The Power of Organic Discovery
Loft Labs’ community journey began with an open-source project. “We put it on GitHub, we open sourced it, and we got some early open source traction and people just started using it,” Lukas explains. “That wasn’t really what we’re going for, but it was so inspiring that we thought, hey, there’s an opportunity to build a business on top of.”
Learning from Community Leaders
Their community strategy drew inspiration from successful open-source companies. “If I have to pick specifically one, it would probably be Sitsy Brandy,” Lukas shares. “They have this concept of this radical transparency. Their company handbook is open source. They build their product in the open. They really involve users and customers into their product vision, into their roadmap.”
Building the Community Engine
Today, their community has become a powerful growth engine. “There’s 1200 people in our Slack channel talking about our open source technologies,” Lukas notes. This active community provides crucial feedback and helps spread awareness of their solutions.
The Four Pillars of Community Growth
- Open Core Innovation “If you’re going with our open source technology, V Cluster, which is the really true core innovation of what we’re building, it’s entirely open source,” Lukas explains. This transparency builds trust and encourages adoption.
- Easy Entry Points “Setting it up can take from five minutes up to a couple of days, depending on how complex and how large your system is,” Lukas shares. Low friction to adoption helps spread usage.
- Clear Value Proposition The typical cost savings of 40% on Kubernetes infrastructure provides a compelling reason for users to try the solution.
- Community Validation Major companies publicly endorsing their technology helps drive adoption. “KubeCon our major industry conference was just a few weeks ago in Q Four and Adobe gave a talk about how they’re using V cluster at scale.

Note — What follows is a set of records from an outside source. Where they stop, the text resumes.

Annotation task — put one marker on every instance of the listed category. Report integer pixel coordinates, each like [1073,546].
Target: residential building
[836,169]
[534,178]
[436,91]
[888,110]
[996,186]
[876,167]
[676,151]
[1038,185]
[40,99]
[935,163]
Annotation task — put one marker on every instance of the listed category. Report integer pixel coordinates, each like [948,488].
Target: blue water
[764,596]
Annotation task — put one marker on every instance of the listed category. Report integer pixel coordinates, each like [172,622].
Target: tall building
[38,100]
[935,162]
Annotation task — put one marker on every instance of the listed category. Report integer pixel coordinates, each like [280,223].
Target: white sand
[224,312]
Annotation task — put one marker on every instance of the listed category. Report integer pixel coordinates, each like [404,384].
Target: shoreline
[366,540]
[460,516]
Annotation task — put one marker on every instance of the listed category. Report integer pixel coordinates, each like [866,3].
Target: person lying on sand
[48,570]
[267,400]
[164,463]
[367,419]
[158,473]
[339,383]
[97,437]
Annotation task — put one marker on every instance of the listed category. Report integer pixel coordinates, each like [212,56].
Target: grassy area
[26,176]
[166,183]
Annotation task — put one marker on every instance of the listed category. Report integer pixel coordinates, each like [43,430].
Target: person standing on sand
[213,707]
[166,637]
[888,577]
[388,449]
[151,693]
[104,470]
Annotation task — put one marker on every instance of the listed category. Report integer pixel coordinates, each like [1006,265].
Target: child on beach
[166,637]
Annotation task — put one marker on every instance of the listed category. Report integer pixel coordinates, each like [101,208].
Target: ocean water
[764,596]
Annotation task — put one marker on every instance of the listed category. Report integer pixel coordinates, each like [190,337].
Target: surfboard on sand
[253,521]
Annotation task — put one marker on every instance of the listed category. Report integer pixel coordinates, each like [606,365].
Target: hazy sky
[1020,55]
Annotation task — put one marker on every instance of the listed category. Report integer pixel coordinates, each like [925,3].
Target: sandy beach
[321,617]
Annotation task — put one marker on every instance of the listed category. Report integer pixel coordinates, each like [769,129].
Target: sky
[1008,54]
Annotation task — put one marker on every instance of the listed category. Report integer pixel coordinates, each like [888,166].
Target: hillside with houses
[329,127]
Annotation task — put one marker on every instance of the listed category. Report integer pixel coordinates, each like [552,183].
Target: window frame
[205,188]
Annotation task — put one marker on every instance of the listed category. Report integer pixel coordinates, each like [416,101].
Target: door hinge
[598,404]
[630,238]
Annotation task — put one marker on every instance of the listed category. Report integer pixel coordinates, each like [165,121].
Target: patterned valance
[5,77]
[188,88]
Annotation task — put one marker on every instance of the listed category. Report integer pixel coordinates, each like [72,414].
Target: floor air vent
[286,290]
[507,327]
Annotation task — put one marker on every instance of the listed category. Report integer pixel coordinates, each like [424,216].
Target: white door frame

VMware gave the keynote at this massive conference with thousands of people and they talked about how to use V cluster.”
Measuring Community Impact
The results speak for themselves. “There are 25 million virtual clusters created in 2022, and that number is up from 1 million in 2021,” Lukas reveals. “So that’s a 25 X growth within a year. And the number is actually likely underreported because there are a lot of big enterprises who are starting virtual clusters in their private data centers, in their virtual private cloud, in their air gapped environments.”
From Community to Enterprise
The community serves as a powerful pipeline for enterprise sales. “Most of the time when we talk to customers today, they come to us with a huge cost problem,” Lukas notes. Community members often become paying customers after experiencing the value firsthand.
Key Learnings for Technical Founders
- Make your core innovation open source to build trust
- Reduce friction to adoption wherever possible
- Let the community experience value before pushing commercial features
- Leverage public validation from major users
- Use community feedback to guide product development
The success of this approach stems from its alignment with how developers prefer to adopt new tools. Instead of traditional marketing, Loft Labs focused on building genuine value and letting the community experience it directly.
For technical founders building developer tools, the lesson is clear: sometimes the best marketing strategy is no traditional marketing at all. By focusing on community value and organic growth, you can build something that spreads naturally through developer networks.
As Lukas summarizes their vision: “Developers should become as familiar with the term virtual cluster as they are with the term Kubernetes today.” With 25 million virtual clusters created and growing, they’re well on their way to achieving that goal.